Not-moving versus not-sounding
stillness — Old English stille: motionless, calm, at rest. From Proto-Germanic stillaz: standing firm, not moving. Same root as German still/Stille. Stillness = active non-movement — a quality of being, not an absence.
silence — Latin silere: to be silent, to make no sound. Silence = absence of sound — defined by what is not present.
English predominantly uses "silence" in contexts where German uses Stille. The shift from stillness (quality of being) to silence (absence of sound) loses the active, grounded quality of what the original word described.
Stillness versus emptiness
When stillness is understood primarily as silence (absence of sound), the qualities of not-moving, groundedness, being fully at rest become inaccessible.
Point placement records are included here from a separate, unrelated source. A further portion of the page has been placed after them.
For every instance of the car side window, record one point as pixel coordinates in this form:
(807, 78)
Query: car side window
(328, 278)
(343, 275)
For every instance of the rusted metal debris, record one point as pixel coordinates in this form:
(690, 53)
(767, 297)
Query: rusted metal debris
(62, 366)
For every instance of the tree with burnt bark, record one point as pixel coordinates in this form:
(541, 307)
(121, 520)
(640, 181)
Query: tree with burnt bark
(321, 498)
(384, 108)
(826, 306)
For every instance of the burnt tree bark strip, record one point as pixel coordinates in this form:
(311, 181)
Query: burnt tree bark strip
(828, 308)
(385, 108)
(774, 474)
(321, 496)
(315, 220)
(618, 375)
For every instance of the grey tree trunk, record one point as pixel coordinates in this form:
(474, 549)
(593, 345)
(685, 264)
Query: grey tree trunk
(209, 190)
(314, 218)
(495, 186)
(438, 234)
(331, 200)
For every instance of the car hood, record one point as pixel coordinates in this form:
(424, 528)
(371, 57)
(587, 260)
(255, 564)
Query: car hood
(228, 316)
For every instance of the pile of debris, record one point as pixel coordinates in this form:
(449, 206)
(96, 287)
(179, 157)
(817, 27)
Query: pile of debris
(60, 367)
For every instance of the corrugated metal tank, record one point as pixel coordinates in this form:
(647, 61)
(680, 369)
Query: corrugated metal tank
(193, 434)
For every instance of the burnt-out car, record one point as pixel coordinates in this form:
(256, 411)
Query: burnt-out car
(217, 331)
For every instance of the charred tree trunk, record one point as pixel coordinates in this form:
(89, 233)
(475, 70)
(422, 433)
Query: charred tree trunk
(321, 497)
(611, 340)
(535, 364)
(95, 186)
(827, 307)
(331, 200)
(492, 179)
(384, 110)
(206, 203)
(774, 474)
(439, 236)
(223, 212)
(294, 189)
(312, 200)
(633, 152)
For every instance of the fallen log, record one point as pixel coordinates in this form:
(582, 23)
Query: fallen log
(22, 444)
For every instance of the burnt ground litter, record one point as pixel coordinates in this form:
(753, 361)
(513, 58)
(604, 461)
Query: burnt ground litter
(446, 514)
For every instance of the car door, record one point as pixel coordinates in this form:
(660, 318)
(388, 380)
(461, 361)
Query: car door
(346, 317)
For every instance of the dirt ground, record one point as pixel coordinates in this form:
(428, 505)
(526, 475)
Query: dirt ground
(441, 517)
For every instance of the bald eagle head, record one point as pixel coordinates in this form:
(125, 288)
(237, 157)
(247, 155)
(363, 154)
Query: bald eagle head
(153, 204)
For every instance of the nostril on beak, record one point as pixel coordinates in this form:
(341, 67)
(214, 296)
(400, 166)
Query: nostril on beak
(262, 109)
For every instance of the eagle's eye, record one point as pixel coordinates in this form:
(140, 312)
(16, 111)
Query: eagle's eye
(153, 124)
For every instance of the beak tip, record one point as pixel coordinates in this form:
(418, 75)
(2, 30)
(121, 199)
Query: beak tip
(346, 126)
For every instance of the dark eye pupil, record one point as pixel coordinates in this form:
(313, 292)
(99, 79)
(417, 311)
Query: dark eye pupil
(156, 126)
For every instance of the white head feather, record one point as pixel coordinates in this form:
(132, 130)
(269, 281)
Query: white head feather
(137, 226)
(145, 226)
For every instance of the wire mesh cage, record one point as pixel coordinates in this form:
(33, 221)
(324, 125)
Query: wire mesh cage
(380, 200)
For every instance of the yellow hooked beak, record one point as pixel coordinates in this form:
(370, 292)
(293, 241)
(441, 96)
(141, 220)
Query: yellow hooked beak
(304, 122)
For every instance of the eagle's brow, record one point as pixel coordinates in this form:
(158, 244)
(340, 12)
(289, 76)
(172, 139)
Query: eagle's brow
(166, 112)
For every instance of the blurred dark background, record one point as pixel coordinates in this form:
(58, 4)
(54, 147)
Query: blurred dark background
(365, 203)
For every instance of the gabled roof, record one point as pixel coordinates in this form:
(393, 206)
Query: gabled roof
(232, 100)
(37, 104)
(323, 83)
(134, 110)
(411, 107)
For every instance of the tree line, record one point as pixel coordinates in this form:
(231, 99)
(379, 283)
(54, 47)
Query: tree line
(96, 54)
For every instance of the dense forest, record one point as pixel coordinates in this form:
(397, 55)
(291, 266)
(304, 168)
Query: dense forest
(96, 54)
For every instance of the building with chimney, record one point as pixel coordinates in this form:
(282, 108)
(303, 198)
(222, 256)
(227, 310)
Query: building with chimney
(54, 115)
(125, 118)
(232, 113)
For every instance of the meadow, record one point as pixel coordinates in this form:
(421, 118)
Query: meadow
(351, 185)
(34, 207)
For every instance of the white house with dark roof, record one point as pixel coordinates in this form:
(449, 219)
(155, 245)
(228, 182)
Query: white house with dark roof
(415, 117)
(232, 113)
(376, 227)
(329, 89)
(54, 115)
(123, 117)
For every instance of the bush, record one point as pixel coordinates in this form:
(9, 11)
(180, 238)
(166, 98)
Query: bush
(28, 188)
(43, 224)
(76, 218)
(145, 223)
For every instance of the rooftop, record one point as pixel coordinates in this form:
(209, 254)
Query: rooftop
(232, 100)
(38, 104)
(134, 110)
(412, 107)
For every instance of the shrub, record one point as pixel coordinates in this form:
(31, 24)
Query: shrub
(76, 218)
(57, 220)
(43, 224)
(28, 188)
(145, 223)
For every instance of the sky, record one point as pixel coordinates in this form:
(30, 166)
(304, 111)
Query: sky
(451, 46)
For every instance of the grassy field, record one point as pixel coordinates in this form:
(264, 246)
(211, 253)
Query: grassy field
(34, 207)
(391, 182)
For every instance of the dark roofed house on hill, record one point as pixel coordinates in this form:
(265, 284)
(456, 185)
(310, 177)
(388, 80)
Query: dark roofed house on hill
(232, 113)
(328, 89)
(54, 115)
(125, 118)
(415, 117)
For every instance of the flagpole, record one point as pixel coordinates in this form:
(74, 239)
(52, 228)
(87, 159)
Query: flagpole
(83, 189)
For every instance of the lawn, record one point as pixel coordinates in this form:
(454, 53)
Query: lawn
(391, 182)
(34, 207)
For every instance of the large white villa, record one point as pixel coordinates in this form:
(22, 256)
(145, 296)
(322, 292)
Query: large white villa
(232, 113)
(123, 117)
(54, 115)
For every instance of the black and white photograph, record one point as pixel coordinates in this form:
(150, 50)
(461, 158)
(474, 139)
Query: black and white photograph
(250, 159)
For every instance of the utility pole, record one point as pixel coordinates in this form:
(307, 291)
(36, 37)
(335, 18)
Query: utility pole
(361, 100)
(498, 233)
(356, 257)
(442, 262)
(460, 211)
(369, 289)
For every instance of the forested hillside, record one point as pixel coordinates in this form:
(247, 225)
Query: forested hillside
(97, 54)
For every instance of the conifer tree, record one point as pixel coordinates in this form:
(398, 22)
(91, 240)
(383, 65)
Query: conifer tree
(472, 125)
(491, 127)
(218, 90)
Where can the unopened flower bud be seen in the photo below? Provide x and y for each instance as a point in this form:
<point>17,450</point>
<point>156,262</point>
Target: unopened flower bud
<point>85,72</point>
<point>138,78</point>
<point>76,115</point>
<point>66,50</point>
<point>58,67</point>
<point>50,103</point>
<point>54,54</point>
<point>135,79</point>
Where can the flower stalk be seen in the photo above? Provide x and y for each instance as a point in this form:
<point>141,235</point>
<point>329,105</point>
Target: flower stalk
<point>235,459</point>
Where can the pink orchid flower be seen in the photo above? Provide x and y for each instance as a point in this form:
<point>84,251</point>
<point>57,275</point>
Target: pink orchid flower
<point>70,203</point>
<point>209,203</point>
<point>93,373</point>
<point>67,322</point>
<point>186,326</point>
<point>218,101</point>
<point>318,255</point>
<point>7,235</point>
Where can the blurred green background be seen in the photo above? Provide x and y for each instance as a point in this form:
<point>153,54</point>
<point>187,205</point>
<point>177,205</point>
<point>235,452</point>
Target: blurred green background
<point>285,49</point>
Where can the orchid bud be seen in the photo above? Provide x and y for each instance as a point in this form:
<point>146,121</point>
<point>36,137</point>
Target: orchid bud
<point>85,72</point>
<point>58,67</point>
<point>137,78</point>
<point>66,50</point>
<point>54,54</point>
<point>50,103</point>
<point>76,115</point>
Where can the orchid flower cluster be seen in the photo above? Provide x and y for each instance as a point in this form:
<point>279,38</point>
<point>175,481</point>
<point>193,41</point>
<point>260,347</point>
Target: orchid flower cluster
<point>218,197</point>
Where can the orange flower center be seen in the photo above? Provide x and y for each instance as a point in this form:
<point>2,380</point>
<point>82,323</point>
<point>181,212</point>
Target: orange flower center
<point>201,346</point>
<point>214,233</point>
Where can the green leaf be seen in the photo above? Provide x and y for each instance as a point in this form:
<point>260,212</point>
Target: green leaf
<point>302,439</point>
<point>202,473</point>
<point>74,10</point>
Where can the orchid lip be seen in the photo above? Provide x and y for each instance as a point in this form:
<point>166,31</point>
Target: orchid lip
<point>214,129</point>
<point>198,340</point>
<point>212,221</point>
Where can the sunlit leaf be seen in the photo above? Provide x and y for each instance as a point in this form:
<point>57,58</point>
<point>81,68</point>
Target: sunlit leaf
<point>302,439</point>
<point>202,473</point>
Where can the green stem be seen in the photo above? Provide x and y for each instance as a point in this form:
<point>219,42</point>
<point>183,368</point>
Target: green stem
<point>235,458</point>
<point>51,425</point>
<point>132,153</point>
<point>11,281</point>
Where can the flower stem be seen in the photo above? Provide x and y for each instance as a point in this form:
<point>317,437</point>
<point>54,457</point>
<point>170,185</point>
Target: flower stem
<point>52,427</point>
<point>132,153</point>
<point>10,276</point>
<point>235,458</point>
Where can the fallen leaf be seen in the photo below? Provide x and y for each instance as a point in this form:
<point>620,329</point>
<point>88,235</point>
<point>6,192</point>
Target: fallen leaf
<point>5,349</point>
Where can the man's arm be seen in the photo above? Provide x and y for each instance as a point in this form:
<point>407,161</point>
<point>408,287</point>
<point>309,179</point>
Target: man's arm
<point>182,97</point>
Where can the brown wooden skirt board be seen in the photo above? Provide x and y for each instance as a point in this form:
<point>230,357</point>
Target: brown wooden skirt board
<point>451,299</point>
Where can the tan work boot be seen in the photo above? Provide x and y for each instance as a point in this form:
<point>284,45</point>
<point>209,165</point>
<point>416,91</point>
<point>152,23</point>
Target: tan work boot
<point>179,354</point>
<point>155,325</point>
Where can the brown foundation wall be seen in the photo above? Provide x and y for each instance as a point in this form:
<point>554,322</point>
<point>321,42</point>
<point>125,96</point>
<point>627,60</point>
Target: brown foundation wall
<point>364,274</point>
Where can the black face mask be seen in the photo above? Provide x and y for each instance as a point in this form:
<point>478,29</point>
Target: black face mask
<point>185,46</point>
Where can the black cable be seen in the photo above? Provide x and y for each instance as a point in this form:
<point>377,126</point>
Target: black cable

You can achieve silence by removing sounds. Stillness cannot be achieved by removing anything — it must be entered.
This distinction matters for contemplative practice: silence is an external condition (create quiet space). Stillness is an internal quality (the moving stops from within).
A room can be silent without anyone in it being still. A person can be still in a noisy room.
✦ Restoration
Stillness is not the absence of sound. It is the presence of what does not move.
The quality of a deep lake: sound can travel across it. Boats can move on it. Wind can touch it. The lake remains still.
Chinese 靜 (jìng) — stillness: the character shows a struggle (爭) that has come to rest (青-quiet). Stillness as the struggle that has settled — not the absence of struggle, but its resolution into rest.
That is what the word was pointing to. Not emptiness. Not the removal of noise. The presence of what is at rest.
⟷ Language tunnel: stillness · Stille · 靜 (jìng)
Old English stille and German Stille share Proto-Germanic stillaz — motionlessness, active rest. English silence from Latin silere — absence of sound. A different concept that English uses in the same place.
Chinese 靜 (jìng) — stillness, tranquility. The character is composed of 爭 (zhēng, struggle/contention) + the phonetic component suggesting blue-quiet (青): the struggle that has come to rest — not the absence of struggle but its settlement.
This is the richest description of what both stille and stillness point to: not emptiness, not the removal of activity, but the resolution of what was moving into its resting state.
What the comparison shows: English "silence" (absence of sound), German "Stille" (active non-movement), Chinese "jìng" (struggle settled) — three positions on the same territory. The Chinese adds the temporal dimension: the stillness that came after.
◎ In conversation — ready-to-use sentences
Alltagstaugliche Sätze — direkt verwendbar im Gespräch. Klick zum Kopieren.
- "When silence is offered as the solution to noise: Silence removes sounds. Stillness is a quality of presence that doesn't depend on the absence of sounds."
- "When meditation is described as emptying the mind: What's being pointed to is closer to stillness — the struggle settling — than to the removal of content."
- "When someone is told to be quiet: Quiet is external. Still is internal. You can require quiet; you cannot require stillness."